Jusqu’à Auguste, c’est au Forum que l’on trafique sur le taux de l’intérêt et des valeurs, c’est là que se font et se défont les fortunes. C’est du Forum que nous parlent Lucilius, Plaute et même Horace, lorsqu’ils nous entretiennent des joueurs de leur temps.

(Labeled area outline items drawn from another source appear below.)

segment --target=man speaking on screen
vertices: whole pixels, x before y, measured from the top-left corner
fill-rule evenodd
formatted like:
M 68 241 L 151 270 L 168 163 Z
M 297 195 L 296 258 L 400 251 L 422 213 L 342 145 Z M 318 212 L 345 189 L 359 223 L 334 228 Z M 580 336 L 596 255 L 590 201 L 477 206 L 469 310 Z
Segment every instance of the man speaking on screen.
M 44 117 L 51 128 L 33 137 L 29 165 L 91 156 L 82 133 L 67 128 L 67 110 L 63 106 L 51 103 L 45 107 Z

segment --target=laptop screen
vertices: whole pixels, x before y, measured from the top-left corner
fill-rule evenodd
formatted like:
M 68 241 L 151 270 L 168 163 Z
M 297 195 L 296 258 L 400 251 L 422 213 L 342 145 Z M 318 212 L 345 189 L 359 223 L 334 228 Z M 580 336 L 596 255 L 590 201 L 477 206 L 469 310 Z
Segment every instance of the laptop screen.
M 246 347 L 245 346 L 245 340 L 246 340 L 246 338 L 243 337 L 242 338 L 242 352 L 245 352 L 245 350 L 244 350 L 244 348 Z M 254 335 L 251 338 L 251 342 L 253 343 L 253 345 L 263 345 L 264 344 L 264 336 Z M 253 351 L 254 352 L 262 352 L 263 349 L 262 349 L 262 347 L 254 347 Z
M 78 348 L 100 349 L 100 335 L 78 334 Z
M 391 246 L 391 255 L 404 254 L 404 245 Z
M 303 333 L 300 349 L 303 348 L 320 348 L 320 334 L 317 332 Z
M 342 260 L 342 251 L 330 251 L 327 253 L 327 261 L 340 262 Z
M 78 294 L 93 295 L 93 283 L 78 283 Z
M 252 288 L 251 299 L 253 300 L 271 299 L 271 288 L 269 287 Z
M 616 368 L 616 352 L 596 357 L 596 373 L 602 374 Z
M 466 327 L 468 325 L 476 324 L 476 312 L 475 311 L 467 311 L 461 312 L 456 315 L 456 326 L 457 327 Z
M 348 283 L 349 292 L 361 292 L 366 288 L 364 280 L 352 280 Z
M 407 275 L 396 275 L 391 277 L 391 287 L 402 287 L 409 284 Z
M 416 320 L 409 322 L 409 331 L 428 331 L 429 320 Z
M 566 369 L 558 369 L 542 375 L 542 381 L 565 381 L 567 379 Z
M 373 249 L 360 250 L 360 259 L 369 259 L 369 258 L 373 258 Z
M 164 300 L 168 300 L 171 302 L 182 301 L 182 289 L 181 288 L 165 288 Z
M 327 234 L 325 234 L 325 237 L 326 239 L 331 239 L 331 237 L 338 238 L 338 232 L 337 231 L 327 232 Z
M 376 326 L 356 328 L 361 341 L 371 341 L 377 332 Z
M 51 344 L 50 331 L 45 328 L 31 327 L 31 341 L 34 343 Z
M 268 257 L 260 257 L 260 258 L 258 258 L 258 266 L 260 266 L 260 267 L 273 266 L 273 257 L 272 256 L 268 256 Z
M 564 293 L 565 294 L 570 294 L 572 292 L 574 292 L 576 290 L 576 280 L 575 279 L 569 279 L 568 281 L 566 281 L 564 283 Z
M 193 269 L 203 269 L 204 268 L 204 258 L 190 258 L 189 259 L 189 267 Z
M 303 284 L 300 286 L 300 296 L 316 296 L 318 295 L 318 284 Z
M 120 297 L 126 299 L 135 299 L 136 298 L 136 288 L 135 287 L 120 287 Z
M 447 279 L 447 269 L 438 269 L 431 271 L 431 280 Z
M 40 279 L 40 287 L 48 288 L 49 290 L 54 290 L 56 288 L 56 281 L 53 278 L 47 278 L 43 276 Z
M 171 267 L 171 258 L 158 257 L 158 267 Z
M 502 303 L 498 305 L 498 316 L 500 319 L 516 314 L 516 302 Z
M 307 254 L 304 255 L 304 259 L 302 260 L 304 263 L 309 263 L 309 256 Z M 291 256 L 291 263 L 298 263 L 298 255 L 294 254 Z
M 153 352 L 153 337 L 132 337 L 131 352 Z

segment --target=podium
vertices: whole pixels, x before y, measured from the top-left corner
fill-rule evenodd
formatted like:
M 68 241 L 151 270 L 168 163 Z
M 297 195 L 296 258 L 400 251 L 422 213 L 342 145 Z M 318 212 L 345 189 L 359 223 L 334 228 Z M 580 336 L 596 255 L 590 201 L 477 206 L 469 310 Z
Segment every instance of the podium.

Alors c’était bien en trafiquant sur les affaires qui se pratiquent à la bourse, que l’on poursuivait les chances du jeu. « Aliena negotia curo, excussus propriis », dit le joueur d’Horace, qui a succombé auprès du Janus medius : « res mea ad Janum medium fracta est[585]. » Il ne s’agit pas là d’un vaincu de la table de jeu, mais du faiseur d’affaires ruiné et exécuté sur le marché. Aussi, c’est du haut des Janus, que sont proclamés les préceptes de la Fortune. « Hæc Janus summus ab imo prodocet. »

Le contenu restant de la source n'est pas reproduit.